Кто бы ни сотворил этого юношу, он явно пренебрег мелочами, однако уделил излишнее внимание его агрессивной мужественности – его черты резки, остры и жестки. Однако… стоило присмотреться внимательнее, и становилось ясно, что ваявшему его скульптору при всем желании не удалось скрыть налета чувственности. Узкая, будто разрез, верхняя губа, например, резко контрастировала с нижней. Крючковатый патрицианский нос, достойный завоевателя мира Цезаря. Скулы скорее варварские. Подбородок – чистое олицетворение воинственности. Не такой квадратный, как у Мортимера, но и не маленький. Подбородок, скорее подходящий не герою, а злодею. Посредине его украшала ямочка. От челюсти до левого уха на заживающих ожогах чешуйками розовела молодая кожа. Шея уходила под рельефно вылепленные ключицы и плавно перетекала в плечи.

Ей пришло в голову, что, сколь бы ни была мощна его челюсть, за все недели пребывания в Саутборн-Гроув он практически не брился. И, как она уже могла убедиться, прикасаясь кончиками пальцев… губами… грудь его тоже была гладкой. Безволосой.

Ведь у мужчины должны быть волосы?

То есть, может, он еще не мужчина… но наверняка уже не мальчик.

Голову ему обрили месяц назад.
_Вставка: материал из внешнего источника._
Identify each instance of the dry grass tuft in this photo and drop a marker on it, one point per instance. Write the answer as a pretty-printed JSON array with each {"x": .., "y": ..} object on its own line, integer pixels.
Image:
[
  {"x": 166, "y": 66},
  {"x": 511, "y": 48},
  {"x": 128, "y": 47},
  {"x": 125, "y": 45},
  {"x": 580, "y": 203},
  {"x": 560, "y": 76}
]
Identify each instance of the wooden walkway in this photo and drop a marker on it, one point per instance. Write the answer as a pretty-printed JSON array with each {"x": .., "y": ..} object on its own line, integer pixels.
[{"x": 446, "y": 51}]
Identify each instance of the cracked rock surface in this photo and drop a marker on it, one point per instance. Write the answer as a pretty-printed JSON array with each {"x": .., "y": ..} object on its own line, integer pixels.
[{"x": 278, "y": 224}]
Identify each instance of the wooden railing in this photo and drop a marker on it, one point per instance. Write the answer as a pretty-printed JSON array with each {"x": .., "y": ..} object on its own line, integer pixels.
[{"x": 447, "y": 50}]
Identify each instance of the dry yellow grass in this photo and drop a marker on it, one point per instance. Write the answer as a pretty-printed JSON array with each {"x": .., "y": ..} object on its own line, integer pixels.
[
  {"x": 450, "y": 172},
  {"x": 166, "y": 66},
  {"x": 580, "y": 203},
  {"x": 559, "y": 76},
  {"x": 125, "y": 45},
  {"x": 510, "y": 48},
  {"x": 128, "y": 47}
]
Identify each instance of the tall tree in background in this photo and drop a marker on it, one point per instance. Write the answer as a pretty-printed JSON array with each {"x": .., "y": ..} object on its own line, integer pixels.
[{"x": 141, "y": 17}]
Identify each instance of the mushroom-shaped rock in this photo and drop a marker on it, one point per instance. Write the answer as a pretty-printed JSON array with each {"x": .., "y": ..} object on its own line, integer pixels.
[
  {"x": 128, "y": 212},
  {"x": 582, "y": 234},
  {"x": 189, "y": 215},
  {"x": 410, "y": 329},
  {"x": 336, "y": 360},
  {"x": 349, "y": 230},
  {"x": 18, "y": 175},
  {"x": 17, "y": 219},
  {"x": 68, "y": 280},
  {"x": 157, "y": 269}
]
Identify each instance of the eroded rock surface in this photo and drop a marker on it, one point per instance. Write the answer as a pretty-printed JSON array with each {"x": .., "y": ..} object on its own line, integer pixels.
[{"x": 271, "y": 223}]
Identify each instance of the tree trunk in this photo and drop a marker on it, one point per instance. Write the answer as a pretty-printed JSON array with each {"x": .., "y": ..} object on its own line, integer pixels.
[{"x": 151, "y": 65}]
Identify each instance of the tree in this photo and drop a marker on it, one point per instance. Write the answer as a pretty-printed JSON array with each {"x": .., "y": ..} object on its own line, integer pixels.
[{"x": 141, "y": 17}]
Теперь густые, цвета черного дерева волосы, не тронутые ни расческой, ни помадой, торчали в разные стороны.

Однако это ему, тем не менее, было к лицу.

Ему шло все.

Вспыхнув, Лорелея вспомнила, как увидела черные волосы, закрывающие его… его… Ну, неважно, как это называют. Мортимер, тем не менее, намекал, что тот недостаточно велик для взрослого мужчины.

Лорелея потупила взор. Она о подобных вещах, разумеется, не знала, а просто спросить не могла…

– Лорелея?

Ее имя прозвучало скорее призывом, а не вопросом.

Боже, она сказала чего-нибудь вслух?

Он перестал жевать. Прищурившись, он замер.

Прочищая горло, Лорелея не по-девичьи резко кашлянула.